Liam Bates, president of long products at Marcegaglia Stainless in Sheffield, emphasized the importance of affordable and reliable energy supply during challenging times.

The industry attributes the UK’s higher energy prices to its heavy reliance on gas-fired power generation, limited use of subsea cables for cheaper foreign electricity, and inadequate subsidy levels compared to competitors.

Under a contract for difference (CfD) agreement, the government would compensate energy-intensive industrial users for price increases beyond a set level, while companies would repay the difference if prices decrease. Setting energy prices similar to France’s would incur an additional 17p per MWh—translating to £51m annually between 2026 and 2030, according to Baringa—with potential for increased costs should more producers invest in the UK.

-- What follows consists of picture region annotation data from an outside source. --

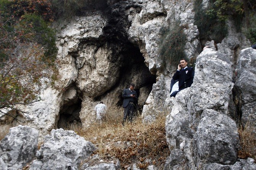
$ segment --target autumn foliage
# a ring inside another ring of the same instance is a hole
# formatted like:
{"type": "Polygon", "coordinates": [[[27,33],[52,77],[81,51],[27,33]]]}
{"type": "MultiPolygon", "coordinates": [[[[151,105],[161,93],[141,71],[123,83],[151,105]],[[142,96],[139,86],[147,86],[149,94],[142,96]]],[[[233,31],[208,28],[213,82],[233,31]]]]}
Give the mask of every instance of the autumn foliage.
{"type": "Polygon", "coordinates": [[[44,0],[0,0],[0,112],[22,112],[16,106],[40,99],[40,87],[58,74],[50,5],[44,0]]]}

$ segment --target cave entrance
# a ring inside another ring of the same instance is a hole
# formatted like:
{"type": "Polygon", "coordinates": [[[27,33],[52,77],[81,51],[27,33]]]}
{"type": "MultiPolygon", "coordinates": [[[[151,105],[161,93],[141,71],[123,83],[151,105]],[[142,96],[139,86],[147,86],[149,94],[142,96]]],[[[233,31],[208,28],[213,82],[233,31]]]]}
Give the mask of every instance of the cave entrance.
{"type": "Polygon", "coordinates": [[[81,127],[82,122],[79,117],[81,104],[82,100],[78,97],[65,103],[60,111],[57,128],[66,130],[75,127],[81,127]]]}

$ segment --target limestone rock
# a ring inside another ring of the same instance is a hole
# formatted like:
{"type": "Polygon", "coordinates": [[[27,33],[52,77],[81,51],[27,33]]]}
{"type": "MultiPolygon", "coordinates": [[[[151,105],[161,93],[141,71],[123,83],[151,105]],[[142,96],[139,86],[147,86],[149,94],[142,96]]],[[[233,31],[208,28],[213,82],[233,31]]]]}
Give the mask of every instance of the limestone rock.
{"type": "Polygon", "coordinates": [[[256,164],[254,163],[254,160],[251,158],[248,158],[246,160],[240,159],[241,167],[243,170],[256,169],[256,164]]]}
{"type": "Polygon", "coordinates": [[[187,169],[185,162],[183,152],[180,149],[173,149],[167,159],[164,170],[187,169]]]}
{"type": "Polygon", "coordinates": [[[256,50],[248,48],[241,51],[237,67],[235,87],[241,105],[241,122],[248,122],[256,128],[256,50]],[[240,96],[241,96],[241,99],[240,96]]]}
{"type": "Polygon", "coordinates": [[[157,169],[156,166],[152,165],[147,167],[147,169],[148,170],[156,170],[157,169]]]}
{"type": "Polygon", "coordinates": [[[193,138],[194,132],[189,127],[190,115],[184,107],[189,90],[187,88],[177,93],[172,112],[166,117],[166,140],[170,150],[180,149],[180,145],[184,140],[193,138]]]}
{"type": "Polygon", "coordinates": [[[0,168],[21,169],[32,160],[37,149],[38,131],[27,126],[11,128],[0,142],[0,168]]]}
{"type": "Polygon", "coordinates": [[[81,161],[95,149],[91,142],[73,131],[53,130],[45,136],[30,170],[78,170],[81,161]]]}
{"type": "Polygon", "coordinates": [[[229,59],[211,48],[204,50],[197,58],[188,102],[188,111],[194,123],[198,123],[198,116],[205,109],[227,114],[233,86],[229,59]]]}
{"type": "Polygon", "coordinates": [[[211,109],[204,110],[201,117],[195,138],[199,159],[205,163],[235,163],[239,139],[235,122],[211,109]]]}
{"type": "Polygon", "coordinates": [[[224,165],[216,163],[212,163],[204,165],[203,170],[229,170],[230,167],[228,165],[224,165]]]}

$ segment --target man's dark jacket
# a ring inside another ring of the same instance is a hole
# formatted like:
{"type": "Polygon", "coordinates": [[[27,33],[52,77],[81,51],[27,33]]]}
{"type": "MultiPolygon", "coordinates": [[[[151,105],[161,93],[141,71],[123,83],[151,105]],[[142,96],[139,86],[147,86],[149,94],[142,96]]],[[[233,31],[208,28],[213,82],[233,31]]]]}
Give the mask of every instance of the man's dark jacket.
{"type": "Polygon", "coordinates": [[[132,92],[129,88],[123,89],[122,97],[123,98],[123,107],[125,107],[127,106],[129,101],[131,101],[134,104],[136,104],[138,101],[136,91],[135,90],[133,90],[132,92]],[[135,96],[132,98],[131,97],[131,95],[135,95],[135,96]]]}
{"type": "Polygon", "coordinates": [[[192,67],[187,67],[185,69],[176,71],[172,78],[173,80],[179,80],[179,91],[191,86],[193,83],[194,74],[194,71],[192,67]],[[185,82],[186,82],[186,87],[184,86],[185,82]]]}

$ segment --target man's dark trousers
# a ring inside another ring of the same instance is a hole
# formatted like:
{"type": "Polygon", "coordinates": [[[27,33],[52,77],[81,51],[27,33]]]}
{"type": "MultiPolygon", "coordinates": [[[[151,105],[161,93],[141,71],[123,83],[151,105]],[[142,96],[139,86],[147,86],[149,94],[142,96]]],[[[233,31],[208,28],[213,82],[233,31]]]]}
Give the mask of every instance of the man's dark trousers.
{"type": "Polygon", "coordinates": [[[134,104],[131,102],[129,102],[127,106],[125,107],[125,112],[123,115],[123,121],[125,122],[127,117],[129,122],[131,122],[134,113],[134,104]]]}
{"type": "Polygon", "coordinates": [[[129,121],[131,122],[133,117],[135,104],[138,101],[136,91],[135,90],[131,91],[129,88],[124,89],[122,96],[123,98],[123,107],[125,109],[123,122],[125,122],[127,117],[129,119],[129,121]],[[131,97],[131,95],[134,95],[135,97],[131,97]]]}

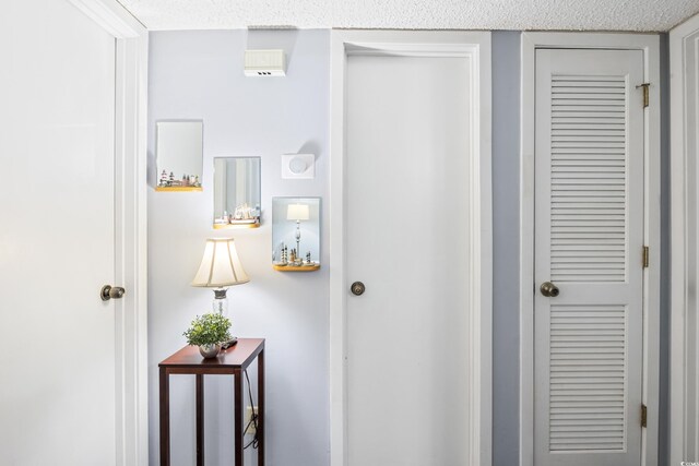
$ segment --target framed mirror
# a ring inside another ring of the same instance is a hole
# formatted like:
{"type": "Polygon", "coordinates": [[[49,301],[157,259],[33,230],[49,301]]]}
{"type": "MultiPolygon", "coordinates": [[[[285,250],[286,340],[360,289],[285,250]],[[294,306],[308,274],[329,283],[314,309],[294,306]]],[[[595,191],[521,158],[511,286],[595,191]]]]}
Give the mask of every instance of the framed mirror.
{"type": "Polygon", "coordinates": [[[214,228],[257,228],[260,214],[260,157],[214,158],[214,228]]]}
{"type": "Polygon", "coordinates": [[[155,154],[156,191],[201,191],[203,122],[158,121],[155,154]]]}
{"type": "Polygon", "coordinates": [[[281,272],[320,268],[320,198],[272,198],[272,265],[281,272]]]}

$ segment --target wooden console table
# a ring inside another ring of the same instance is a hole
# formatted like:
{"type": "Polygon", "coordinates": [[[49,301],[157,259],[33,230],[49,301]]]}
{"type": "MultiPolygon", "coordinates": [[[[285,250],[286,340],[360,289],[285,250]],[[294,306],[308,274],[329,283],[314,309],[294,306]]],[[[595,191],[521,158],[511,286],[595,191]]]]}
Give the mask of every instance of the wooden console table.
{"type": "Polygon", "coordinates": [[[242,372],[258,359],[258,465],[264,466],[264,338],[238,338],[216,358],[204,359],[196,346],[186,346],[165,359],[161,368],[161,466],[170,464],[170,374],[197,375],[197,466],[204,466],[204,375],[234,377],[235,461],[242,466],[245,393],[242,372]]]}

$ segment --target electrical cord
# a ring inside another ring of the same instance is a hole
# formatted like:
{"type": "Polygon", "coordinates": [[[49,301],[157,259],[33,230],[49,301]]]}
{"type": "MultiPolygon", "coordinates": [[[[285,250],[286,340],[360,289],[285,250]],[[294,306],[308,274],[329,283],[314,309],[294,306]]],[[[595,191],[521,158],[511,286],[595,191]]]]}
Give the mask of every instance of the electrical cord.
{"type": "Polygon", "coordinates": [[[250,386],[250,378],[248,377],[248,370],[246,369],[242,372],[245,373],[245,380],[248,382],[248,397],[250,398],[250,410],[252,411],[250,414],[250,420],[248,421],[247,426],[242,430],[242,435],[245,437],[248,433],[248,430],[250,430],[250,426],[254,426],[254,438],[252,438],[252,440],[248,442],[248,444],[245,445],[242,450],[247,450],[248,446],[252,446],[253,449],[257,450],[257,447],[260,445],[260,439],[258,437],[259,435],[258,414],[254,409],[254,402],[252,401],[252,387],[250,386]]]}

Industry advocates assert that this pricing mechanism would provide clarity and ease investment decisions. Nevertheless, the government’s willingness to adopt a policy that may result in significant costs remains uncertain. The Labour party has also committed to reducing industrial electricity costs in their election manifesto.

Frank Aaskov, UK Steel’s director of energy and climate change policy, highlighted Britain’s competitive disadvantage due to long-term high electricity costs. In contrast, European competitors benefit from government mechanisms that protect them from price hikes.

The UK government has allocated £2.5bn to invest in the steel industry, aimed at upgrading it for the transition to net zero steel production, including the transition from polluting blast furnaces to cleaner electric arc furnaces.

Some industry leaders suggest that government investment could be more effectively used to lower energy prices rather than directly backing specific technologies.

Additionally, some UK steelmakers are calling for “safeguard” tariffs to mitigate the impact of Trump’s levies and prevent trade diversion.